MILWAUKEE — It may have been in a different locker room, but Jae Crowder was celebrating yet another win at the BMO Harris Bradley Center when Mavericks coach Rick Carlisle cracked a joke to his rookie forward after one of the most complete games of his rookie season.
“I told him after the game I wish we could play all of our games here,” Carlisle said.
Returning to the building where he went 29-5 as a collegiate, the former Marquette University star scored 14 points and grabbed what at the time was a career-high eight rebounds in Dallas’ 115-108 victory over the Milwaukee Bucks last Tuesday.
And while his former teammates and coaching staff were in New York City, Crowder was still overwhelmed with ticket requests from those around him wanting to witness the former Big East Player of the Year’s first trip back to Milwaukee.
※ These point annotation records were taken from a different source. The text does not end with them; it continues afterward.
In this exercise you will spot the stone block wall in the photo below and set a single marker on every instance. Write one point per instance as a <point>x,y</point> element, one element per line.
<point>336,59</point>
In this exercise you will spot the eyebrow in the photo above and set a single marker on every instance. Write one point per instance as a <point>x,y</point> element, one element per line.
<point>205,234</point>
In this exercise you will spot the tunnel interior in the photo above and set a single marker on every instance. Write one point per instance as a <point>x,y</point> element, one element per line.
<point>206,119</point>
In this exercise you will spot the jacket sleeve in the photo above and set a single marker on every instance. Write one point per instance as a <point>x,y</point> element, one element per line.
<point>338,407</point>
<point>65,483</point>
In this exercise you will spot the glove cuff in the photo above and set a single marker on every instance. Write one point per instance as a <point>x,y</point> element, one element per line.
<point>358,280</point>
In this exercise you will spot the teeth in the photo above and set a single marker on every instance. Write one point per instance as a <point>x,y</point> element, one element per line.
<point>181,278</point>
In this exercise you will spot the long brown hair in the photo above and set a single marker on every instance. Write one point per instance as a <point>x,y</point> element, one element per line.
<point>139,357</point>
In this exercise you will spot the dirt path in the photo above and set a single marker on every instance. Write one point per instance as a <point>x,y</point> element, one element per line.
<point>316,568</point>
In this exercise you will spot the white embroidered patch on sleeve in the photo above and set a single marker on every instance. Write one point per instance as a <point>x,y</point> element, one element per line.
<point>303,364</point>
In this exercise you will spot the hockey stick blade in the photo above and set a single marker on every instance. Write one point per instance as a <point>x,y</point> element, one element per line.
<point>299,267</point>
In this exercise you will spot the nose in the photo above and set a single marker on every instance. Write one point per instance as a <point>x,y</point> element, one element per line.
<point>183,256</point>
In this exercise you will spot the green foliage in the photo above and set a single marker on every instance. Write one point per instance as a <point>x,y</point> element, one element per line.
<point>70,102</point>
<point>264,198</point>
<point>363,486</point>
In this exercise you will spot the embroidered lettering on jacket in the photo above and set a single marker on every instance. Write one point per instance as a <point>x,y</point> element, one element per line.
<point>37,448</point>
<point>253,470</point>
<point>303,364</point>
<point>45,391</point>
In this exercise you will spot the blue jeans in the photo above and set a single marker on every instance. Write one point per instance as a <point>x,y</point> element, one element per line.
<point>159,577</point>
It’s not amazing that Crowder has become a contributor to an NBA team — he has the talent to have a long professional career. But like so many of the numerous players that have gone from playing for Buzz Williams at Marquette to the NBA, his path is what makes the story amazing.
Drawing little interest from anyone out of high school, Crowder committed to South Georgia Tech and was named Georgia Junior College Athletic Association Player of the Year in his only season at the school. The college was unaccredited after his freshman season, making the decision to transfer an easy one.
Like he’s done wherever he’s gone, Crowder made an instant impact at his new school. He led Howard College to the NJCAA National Championship and was named the Junior College Player of the Year.
Then it was on to Marquette, where continued the trend of becoming the best player in his league by winning Big East Player of the Year after his senior season.
Crowder was drafted with the 34th pick in the second round by Cleveland, but traded to Dallas on draft night. To anyone who has followed his career to date, Crowder’s instant impact with the Mavericks is no surprise.
“He’s done well,” Carlisle said. “He’s played the most minutes by far of all three of our rookies. He had great coaching at Marquette and he’s a four-year guy, so he’s mature. Anybody like that, that comes out of college as Big East Player of the Year, is going to be more ready to play in this league than most guys.”
Crowder has played in 62 games for Dallas this season and has started 14, averaging 5.6 points and 2.5 rebounds in 18.0 minutes per game. Though he’s filled in admirably during the season for the injured Dirk Nowitzki and Shawn Marion, Crowder has gone through the usual rookie struggles at times.
“Ups and downs and I’ve learned a lot,” Crowder said of his rookie year. “I’ve been able to put what I’ve learned into place on the fly. I’ve been getting a lot of playing time. The older guys we have here have been tremendous and they always help me out each and every day.”
While Carlisle admitted his team — just two years off a NBA Championship — is focusing on getting younger, Crowder isn’t getting playing time just because he’s young.
“It hasn’t been playing him just to play young guys,” Carlisle said. “He’s earned the minutes. Really ever since opening night when he hit two or three, three’s in Los Angeles. He’s just a guy that when he steps on the court, he’s ready to play.”
Crowder credits Marquette and Williams as the reason he was able to go from a junior college star to getting praise and minutes from one of the most successful coaches in the NBA today.
“Not only did it grow me up on the basketball court, it grew me up as a man,” Crowder said of his time at Marquette. “That’s due to the coaches that I had. Buzz Williams is like a mentor to me. He helped me out each and every day to grow. That really helped me to mature being away from home for the first time ever. I had to adjust to a lot of things. With him and the teammates that I had, it was a great two years for me.”
Though Crowder was unable to have Williams and his former teammates at the BMO Harris Bradley Center for his first NBA game in Milwaukee, he was able to spend a day at the Al McGuire Center on campus, visiting practice and catching up.
Crowder took Mavericks teammate Vince Carter back with him, and Marquette’s current players spent the day trying to absorb every bit of knowledge from both guys.
“I remember myself sitting right there when D-Wade and those guys came back and talked to us,” Crowder said. “Now I’m here and in the position to give back and try and tell them what it’s like. I know those guys were all in and listening to me. It was pretty cool.”